Johnny Griffith, 66, a keyboard player with the Funk Brothers, the highly skilled group of Detroit studio musicians who helped create and define the legendary Motown sound, died of a heart attack Sunday at a Detroit hospital.
His death occurred hours before the local premiere of Standing in the Shadows of Motown, a documentary film that gives belated recognition to the anonymous studio band that furnished much of the instrumental sound for Motown.
A racially integrated collective of about a dozen top jazz and R&B; musicians in Detroit who worked at Motown from 1959 to 1972, the Funk Brothers provided the background music for greats including Marvin Gaye, Diana Ross and the Supremes, Smokey Robinson, the Temptations, the Four Tops and Stevie Wonder.
Mr. Griffith most notably played electric piano on Mr. Gaye's "I Heard It Through the Grapevine" and the Temptations' "Ain't Too Proud to Beg," the swirling organ on The Supremes' "Stop in the Name of Love" and the organ and shotgun effects on Junior Walker and the All-Stars' "Shotgun."
Margaret "Peg" Phillips, 84, a retired accountant who took acting classes at age 65 and won fame as tart-tongued shopkeeper Ruth-Anne Miller in the television series Northern Exposure, died Thursday at a Seattle health-care center. A smoker, she had lung disease.
CBS issued a statement saying, "Peg Phillips' memorable portrayal of Ruth-Anne Miller ... left an indelible imprint with the millions of loyal fans of this groundbreaking series, as well as with everyone at the network who had the opportunity to know and work with her."
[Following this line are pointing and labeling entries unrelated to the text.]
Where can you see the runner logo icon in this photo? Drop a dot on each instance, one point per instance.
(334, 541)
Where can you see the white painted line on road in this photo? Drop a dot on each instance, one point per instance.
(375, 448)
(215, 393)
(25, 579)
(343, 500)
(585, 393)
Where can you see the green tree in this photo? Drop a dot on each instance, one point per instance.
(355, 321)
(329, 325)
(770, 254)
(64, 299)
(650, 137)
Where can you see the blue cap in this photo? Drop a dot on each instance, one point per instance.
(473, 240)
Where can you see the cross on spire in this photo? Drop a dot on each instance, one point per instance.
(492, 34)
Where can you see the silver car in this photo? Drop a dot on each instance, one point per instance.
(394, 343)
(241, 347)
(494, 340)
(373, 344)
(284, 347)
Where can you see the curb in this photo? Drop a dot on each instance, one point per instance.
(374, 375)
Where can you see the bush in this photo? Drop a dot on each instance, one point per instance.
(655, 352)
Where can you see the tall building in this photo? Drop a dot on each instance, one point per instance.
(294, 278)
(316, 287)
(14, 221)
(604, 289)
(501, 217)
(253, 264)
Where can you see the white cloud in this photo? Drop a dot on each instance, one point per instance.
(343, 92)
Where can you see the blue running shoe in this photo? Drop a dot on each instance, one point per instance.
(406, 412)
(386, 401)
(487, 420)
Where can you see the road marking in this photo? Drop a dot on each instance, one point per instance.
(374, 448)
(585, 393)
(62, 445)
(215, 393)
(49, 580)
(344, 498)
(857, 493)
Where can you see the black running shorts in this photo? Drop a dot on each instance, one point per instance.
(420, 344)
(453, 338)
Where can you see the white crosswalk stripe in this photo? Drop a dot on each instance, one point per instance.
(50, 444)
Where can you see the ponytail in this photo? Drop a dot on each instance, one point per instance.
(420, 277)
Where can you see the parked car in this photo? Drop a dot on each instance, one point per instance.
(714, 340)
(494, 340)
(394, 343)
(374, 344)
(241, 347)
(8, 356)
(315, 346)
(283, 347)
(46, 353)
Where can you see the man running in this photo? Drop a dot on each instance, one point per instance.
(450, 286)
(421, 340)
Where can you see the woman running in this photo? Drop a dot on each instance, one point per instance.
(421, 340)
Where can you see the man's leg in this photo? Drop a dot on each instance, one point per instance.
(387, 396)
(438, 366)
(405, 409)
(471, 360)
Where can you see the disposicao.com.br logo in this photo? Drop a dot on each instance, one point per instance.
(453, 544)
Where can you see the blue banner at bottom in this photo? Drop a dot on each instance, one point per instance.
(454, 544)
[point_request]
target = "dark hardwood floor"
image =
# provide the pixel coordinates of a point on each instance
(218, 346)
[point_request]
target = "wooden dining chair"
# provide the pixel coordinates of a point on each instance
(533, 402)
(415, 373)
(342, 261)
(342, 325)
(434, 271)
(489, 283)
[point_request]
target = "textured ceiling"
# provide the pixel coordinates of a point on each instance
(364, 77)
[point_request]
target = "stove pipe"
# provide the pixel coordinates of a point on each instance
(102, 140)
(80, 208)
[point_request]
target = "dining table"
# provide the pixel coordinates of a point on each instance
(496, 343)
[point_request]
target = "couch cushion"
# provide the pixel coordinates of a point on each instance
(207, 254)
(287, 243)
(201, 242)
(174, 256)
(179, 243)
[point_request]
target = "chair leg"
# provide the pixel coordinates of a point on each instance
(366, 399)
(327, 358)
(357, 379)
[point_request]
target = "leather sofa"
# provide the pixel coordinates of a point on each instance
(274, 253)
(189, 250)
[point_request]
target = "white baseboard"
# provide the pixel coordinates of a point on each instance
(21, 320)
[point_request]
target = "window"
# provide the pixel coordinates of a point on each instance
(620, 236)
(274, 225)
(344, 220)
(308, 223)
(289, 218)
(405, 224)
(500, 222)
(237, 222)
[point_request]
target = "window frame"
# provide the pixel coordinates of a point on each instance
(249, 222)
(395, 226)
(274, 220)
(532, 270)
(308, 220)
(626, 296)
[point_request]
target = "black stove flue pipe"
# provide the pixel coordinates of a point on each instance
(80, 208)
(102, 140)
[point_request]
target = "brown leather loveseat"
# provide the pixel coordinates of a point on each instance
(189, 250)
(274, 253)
In 1990, she was cast in what was supposed to be an intermittent role in the CBS series on the fish-out-of-water travails of a New York doctor working off his student loan in the fictional town of Cicely, Alaska. Shot in Washington state, the show began as a summer replacement series but became so strong in the ratings it ran through 1995.
Similarly, Ms. Phillips made her character so popular she was given a regular role. On occasion, she wrote her own lines. Criticized for smoking in one episode, she retorted: "I've been smoking since I was 13 years old, and during the Eisenhower administration I peaked at three packs a day. I'm not about to stop now."
Scorning pretension, she wore blue jeans, a red and white checked blouse, blue suspenders and brown sandals to the Emmy Awards ceremony when she was nominated for best supporting actress in 1993. When asked who designed her outfit, she replied, "Me."
Jerry Sohl, 88, a science fiction writer whose books included The Transcendent Man and The Altered Ego, died Nov. 5 in Thousand Oaks, Calif.
Mr. Sohl, also a scriptwriter for television shows including Star Trek and The Twilight Zone, was a Los Angeles native who grew up in Chicago and dropped out of college for a career in journalism. He worked as a photographer, police reporter, critic and reviewer for several Midwest papers after World War II service in the Army Air Forces.
Other Sohl books included The Mars Monopoly, The Lemon Eaters, The Resurrection of Frank Borchard and The Spun Sugar Hole.
John Lynker, 75, a veteran broadcaster who wound up his career at Washington's all-news WTOP radio, died Monday at a hospital in Middletown, Conn. He had heart and lung disease.
Mr. Lynker worked at numerous radio stations across the country during a career that spanned half a century. His final stop was WTOP, where he had first worked in 1969. He returned in 1980 as a news anchor and automotive reporter and stayed until semiretiring in October of last year.